Overall I agree with the author’s commentary. However I think he is far too dismissive of the impact Ron Paul had on creating coalitions of voters who believe in liberty and extremely-limited government. The main problem occurred when the grassroots elements of the campaign simply assumed a natural coalescence among themselves, thus assuming none would go to Trump or some other populist. So to write these types off as “alienated populists and conspiracy theorists” is simply playing into the hands of people (like those who went from Paul to Trump) who see libertarianism as effete, high-brow nonsense that answers none of their concerns.
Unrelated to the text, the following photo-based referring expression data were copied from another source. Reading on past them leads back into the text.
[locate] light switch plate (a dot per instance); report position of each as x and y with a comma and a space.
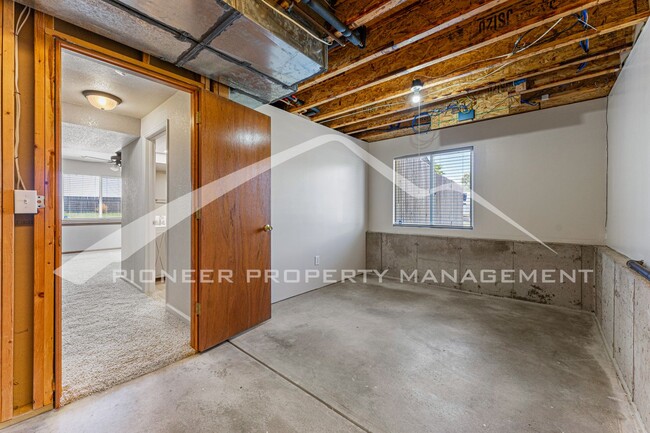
25, 202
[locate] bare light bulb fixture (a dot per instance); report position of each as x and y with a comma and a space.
416, 88
102, 100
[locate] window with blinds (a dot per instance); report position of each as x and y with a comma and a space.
434, 189
91, 197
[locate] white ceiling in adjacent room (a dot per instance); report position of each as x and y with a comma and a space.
93, 135
139, 95
85, 143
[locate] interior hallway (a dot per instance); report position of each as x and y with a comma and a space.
378, 358
112, 332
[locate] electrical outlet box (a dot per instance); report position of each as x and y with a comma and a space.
520, 86
469, 115
26, 202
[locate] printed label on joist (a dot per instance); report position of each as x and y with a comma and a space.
495, 21
500, 19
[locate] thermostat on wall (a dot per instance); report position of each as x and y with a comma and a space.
27, 202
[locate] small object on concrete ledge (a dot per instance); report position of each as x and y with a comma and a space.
638, 267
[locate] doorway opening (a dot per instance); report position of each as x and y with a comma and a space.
125, 146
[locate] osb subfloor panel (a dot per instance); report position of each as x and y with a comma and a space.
378, 358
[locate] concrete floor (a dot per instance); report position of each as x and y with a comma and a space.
379, 358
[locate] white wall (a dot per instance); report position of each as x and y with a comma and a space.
318, 204
75, 238
138, 200
178, 111
546, 170
628, 229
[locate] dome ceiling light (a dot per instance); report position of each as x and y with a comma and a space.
102, 100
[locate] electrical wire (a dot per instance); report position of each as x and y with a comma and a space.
22, 19
289, 18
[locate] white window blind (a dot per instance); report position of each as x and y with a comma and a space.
434, 189
91, 197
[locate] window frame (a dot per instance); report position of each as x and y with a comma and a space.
471, 186
88, 221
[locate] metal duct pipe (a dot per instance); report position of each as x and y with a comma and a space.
638, 266
350, 35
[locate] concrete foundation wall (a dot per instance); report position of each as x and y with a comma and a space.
395, 253
623, 312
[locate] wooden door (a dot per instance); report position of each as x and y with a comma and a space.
232, 233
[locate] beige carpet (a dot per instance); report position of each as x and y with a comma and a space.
113, 333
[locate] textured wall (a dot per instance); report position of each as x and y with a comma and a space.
623, 311
394, 253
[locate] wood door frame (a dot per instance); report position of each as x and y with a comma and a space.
50, 135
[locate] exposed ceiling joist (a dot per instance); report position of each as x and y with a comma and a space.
550, 61
357, 13
506, 22
461, 67
538, 81
495, 105
472, 51
396, 32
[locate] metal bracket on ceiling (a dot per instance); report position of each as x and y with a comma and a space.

Instead of this, libertarians should continue to craft unusual alliances and create broad-based policy forums which further the ideas of a pluralistic, pan-anarchist society where everyone can have their say. (by the blog author)
by Jason Farrell
Jerry Taylor of the Niskanen Center dropped a truth bomb on the beltway in his recent piece for Fox News about the decline of Rand Paul. Taylor notes that the alleged growth of the libertarian movement in the wake of the Ron Paul campaign was largely illusory. The alienated populists and conspiracy theorists that filled out Paul’s numbers in 2012 easily made the transition to the very un-libertarian Donald Trump in 2015, leaving Rand out in the cold.
The lack of a broad-based movement, despite a number of high profile campaigns and events, is a bitter pill for libertarians who believe in electoral politics. Having libertarians in office may help raise the profile of issues like overcriminalization, tech freedom, and the insanity of the drug war. But those who await a libertarian takeover of the GOP misunderstand the fundamentally radical nature of libertarian ideas and how deeply that radicalism conflicts with the perceptions most Americans have about the role of government.
Trump supporters are a grim reminder that millions of voters view the government as a hammer that can be wielded to smash opposing values or groups and force their beliefs on others. Educating the electorate about libertarian ideas misses the fact that they have no real incentive to learn; most don’t care about the relationship between man and state and likely never will, as long as the state continues to provide the stability they have come to expect. Ron Paul’s success in 2008 and 2012 can largely be credited to the mortgage crisis; once the sting faded, so did support for his radical ideas.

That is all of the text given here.